Questo protocollo descrive i passaggi chiave nella generazione e ottimizzazione di vettori sgRNA efficienti. La nostra preaccelerazione dello sgRNA candidato mira al tempo relativo e all'inferenza. Il vantaggio principale di questo protocollo è che consente di analizzare le impressioni di codifica del DNA per ciascuno degli sgRNA senza modificare i geni endogeni.
Questo metodo di preselezione può anche essere applicato ad altre misure di editing genico attraverso pause a doppio filamento. Inizia diluire gli oligonucleotidi liofilizzati a una concentrazione finale di 10 micromolari in acqua doppia distillata. Mescolare oligonucleotidi in avanti e inverso in un tubo PCR a parete sottile con un rapporto uno a uno senza aggiungere alcun buffer aggiuntivo.
Incubare la miscela a 95 gradi Celsius per cinque minuti, quindi scendere la temperatura a 72 gradi Celsius per 10 minuti. Rimuovere la miscela di oligonucleotidi dalla macchina PCR e lasciare raffreddare a temperatura ambiente. Per digerire il vettore pX330-xCas9, con Bbs1, combinare il vettore, l'enzima e il buffer di digestione in un volume di 50 microliter e incubare la reazione a 37 gradi Celsius per due ore.
Dopo aver eseguito la trasformazione cellulare, scegli da cinque a 10 colonie batteriche dalla piastra LB e usa ognuna di esse per inoculare un millilitro di mezzo LB con ampicillina da 60 milligrammi in un tubo da 1,5 millilitri. Quindi incubare i tubi su uno shaker rotante per due o tre ore. Eseguire PCR sullo schermo per i plasmidi ricombinanti come descritto nel manoscritto di testo, quindi eseguire i prodotti su un gel di agarosio al 2% sotto i 10 volt per centimetro.
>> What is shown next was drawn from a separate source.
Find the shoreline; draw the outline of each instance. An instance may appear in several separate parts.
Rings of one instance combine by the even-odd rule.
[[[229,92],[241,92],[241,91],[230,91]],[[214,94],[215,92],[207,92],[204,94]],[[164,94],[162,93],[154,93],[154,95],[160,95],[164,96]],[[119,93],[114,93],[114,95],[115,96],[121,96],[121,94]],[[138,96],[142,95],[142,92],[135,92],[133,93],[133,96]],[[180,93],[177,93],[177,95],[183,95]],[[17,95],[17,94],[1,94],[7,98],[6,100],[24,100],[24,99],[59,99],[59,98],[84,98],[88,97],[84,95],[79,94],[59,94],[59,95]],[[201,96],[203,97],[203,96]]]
Dopo aver identificato i plasmidi positivi, usali, insieme a un vettore reporter, per co-trasfetto una linea cellulare appropriata. Per lyse le cellule, rimuovere il mezzo di crescita dalle cellule coltivate. Lavare delicatamente la superficie del contenitore di coltura con PBS e distribuire 100 microlitri di PLB in ogni bene di coltura per coprire completamente lo strato mono cellulare.
Lasciare incubare la piastra a temperatura ambiente per 20 minuti, quindi trasferire il lisato su un tubo o una fiala per un'ulteriore manipolazione o conservazione. Per eseguire il saggio della doppia luciferasi, programmare i luminometri per fornire un ritardo di pre-lettura di due secondi seguito da un periodo di misurazione di 10 secondi. Quindi, erogare 100 microlitri di reagente di saggio luciferasi nel numero appropriato di tubi luminometrici.
Aggiungere con cura 20 microlitri di lysate cellulare nel tubo del luminometro e mescolare pipettando due o tre volte. Posizionare il tubo nel luminometro e avviare la lettura. Rimuovere il tubo campione dal luminometro.
Aggiungere brevemente 100 microlitri di reagente di arresto e vortice da mescolare. Riportare il campione al luminometro e iniziare la lettura. Registra l'attività della Renilla Luciferase, normalizzata con l'attività della Lucciola Luciferasi, in particolare il reciproco del rapporto visualizzato sullo schermo.
Scartare il tubo di reazione al termine. Questo metodo è stato utilizzato per generare tre vettori di sgRNA per pecore DKK2 Exon 1. i vettori di espressione sgRNA e xCas9 sono stati costruiti pre-digerendo la dorsale vettoriale seguita legandolo in una serie di frammenti di DNA a doppio filamento corti attraverso coppie di oligo di ricottura.
Sette colonie batteriche sono state schermate con una specifica PCR guidata a coppia di primer e sono state rilevate colonie positive. Le capacità di targeting genico di pX330-xCas9 T1, T2 e T3 sono state rilevate simultaneamente con il saggio della doppia luciferasi. L'ultimo vettore sgRNA mostrava il segnale di rilevamento più alto ed è stato successivamente utilizzato per la ricerca sull'editing genico delle pecore.
Seguendo questo protocollo, è possibile eseguire un saggio T7EI o un saggio di ribonucleasi. Queste misure aggiuntive danno impressioni più accurate sull'editing di geni endogeni.